What could I make short of chocolate chipless chocolate chip cookies? My son was also convinced that Santa would be offended by chocolate chipless cookies. Can’t say I blame him, I think I would be offended by chocolate chipless cookies too.
Then what to my wondering eyes should appear, but a container of cocoa powder that had been shoved to the back of the pantry and forgotten! I can work with this, I thought.
Mustering all of my skills, I quickly combined the recipes for chocolate chip cookies and brownies in my head and converted all the necessary measurements. I’m a bit of a savant that way. Just not savant enough to have figured out that I should have saved back some cookies for Santa. Oh well.
The stand mixer whirring, the oven preheating, my son’s sniffles subsiding, away I went. I measured, I mixed, I tasted, I adjusted, I notated, and at last, I baked. No, not like that. Literal baking.
The first pan slid out of the oven. My son gasped in delight at the sight of the warm, chocolatey cookies. Surely these would appease Santa! Christmas was saved!
At last he went to sleep, with visions of ultimate chocolate cookies dancing in his head.
As for me, I vowed that starting next year we are celebrating Chanukah instead, dammit.
Twas the Night Before Christmas
by Clement Clarke Moore
‘Twas the night before Christmas, when all through the house
not a creature was stirring, not even a mouse.

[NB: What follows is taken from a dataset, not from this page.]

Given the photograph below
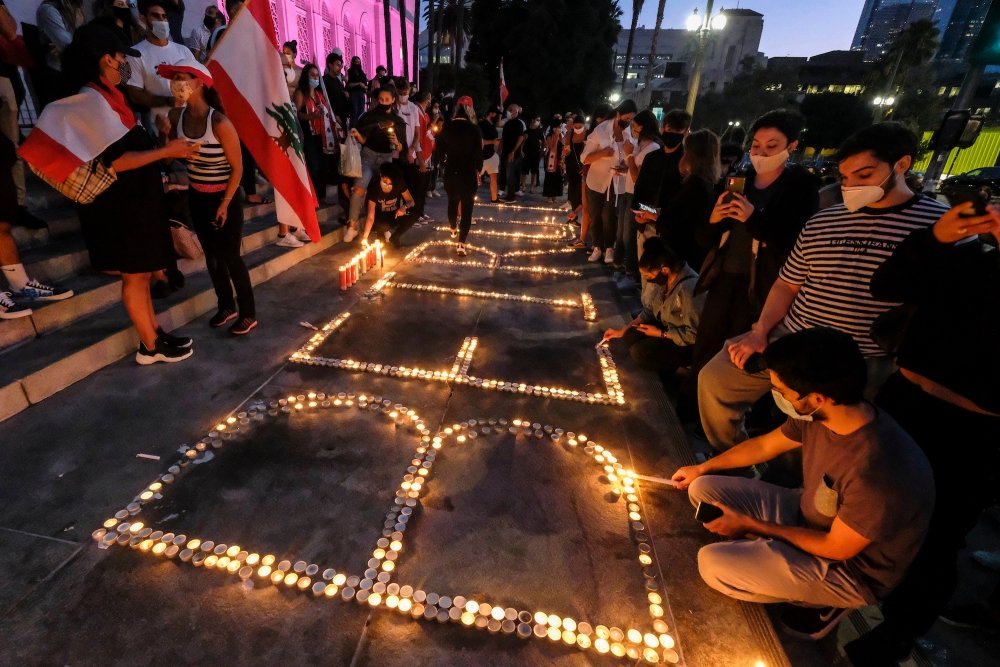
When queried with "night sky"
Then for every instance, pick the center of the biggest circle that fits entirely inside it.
(791, 27)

The stockings were hung by the chimney with care,
in hopes that St. Nicholas soon would be there.
The children were nestled all snug in their beds,
while visions of sugar plums danced in their heads.
And Mama in her ‘kerchief, and I in my cap
had just settled our brains for a long winter’s nap.

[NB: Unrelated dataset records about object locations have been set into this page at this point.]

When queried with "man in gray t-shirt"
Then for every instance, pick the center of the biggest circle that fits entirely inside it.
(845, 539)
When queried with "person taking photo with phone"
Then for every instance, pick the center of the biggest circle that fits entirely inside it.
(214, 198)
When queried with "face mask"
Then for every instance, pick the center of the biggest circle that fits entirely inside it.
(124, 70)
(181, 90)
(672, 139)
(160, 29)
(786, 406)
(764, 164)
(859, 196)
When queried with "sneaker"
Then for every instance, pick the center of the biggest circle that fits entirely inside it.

When out on the roof there arose such a clatter,
I sprang from my bed to see what was the matter.
Away to the window I flew like a flash,
tore open the shutter, and threw up the sash.
The moon on the breast of the new-fallen snow
gave the lustre of midday to objects below,
when, what to my wondering eyes should appear,
but a miniature sleigh and eight tiny reindeer.
With a little old driver, so lively and quick,
I knew in a moment it must be St. Nick.
More rapid than eagles, his coursers they came,
and he whistled and shouted and called them by name:
“Now Dasher! Now Dancer!
Now, Prancer and Vixen!
On, Comet! On, Cupid!
On, Donner and Blitzen!
To the top of the porch!
To the top of the wall!
Now dash away! Dash away!
Dash away all!”
As dry leaves that before the wild hurricane fly,
when they meet with an obstacle, mount to the sky
so up to the house-top the coursers they flew,
with the sleigh full of toys, and St. Nicholas too.
And then, in a twinkling, I heard on the roof
the prancing and pawing of each little hoof.
As I drew in my head and was turning around,
down the chimney St. Nicholas came with a bound.
He was dressed all in fur, from his head to his foot,
and his clothes were all tarnished with ashes and soot.
A bundle of toys he had flung on his back,
and he looked like a peddler just opening his pack.
His eyes–how they twinkled! His dimples, how merry!
His cheeks were like roses, his nose like a cherry!
His droll little mouth was drawn up like a bow,
and the beard on his chin was as white as the snow.
The stump of a pipe he held tight in his teeth,
and the smoke it encircled his head like a wreath.
He had a broad face and a little round belly,
that shook when he laughed, like a bowl full of jelly.
He was chubby and plump, a right jolly old elf,
and I laughed when I saw him, in spite of myself.
A wink of his eye and a twist of his head
soon gave me to know I had nothing to dread.
He spoke not a word, but went straight to his work,
and filled all the stockings, then turned with a jerk.
And laying his finger aside of his nose,
and giving a nod, up the chimney he rose.
He sprang to his sleigh, to his team gave a whistle,
And away they all flew like the down of a thistle.
But I heard him exclaim, ‘ere he drove out of sight,
“Happy Christmas to all, and to all a good night!”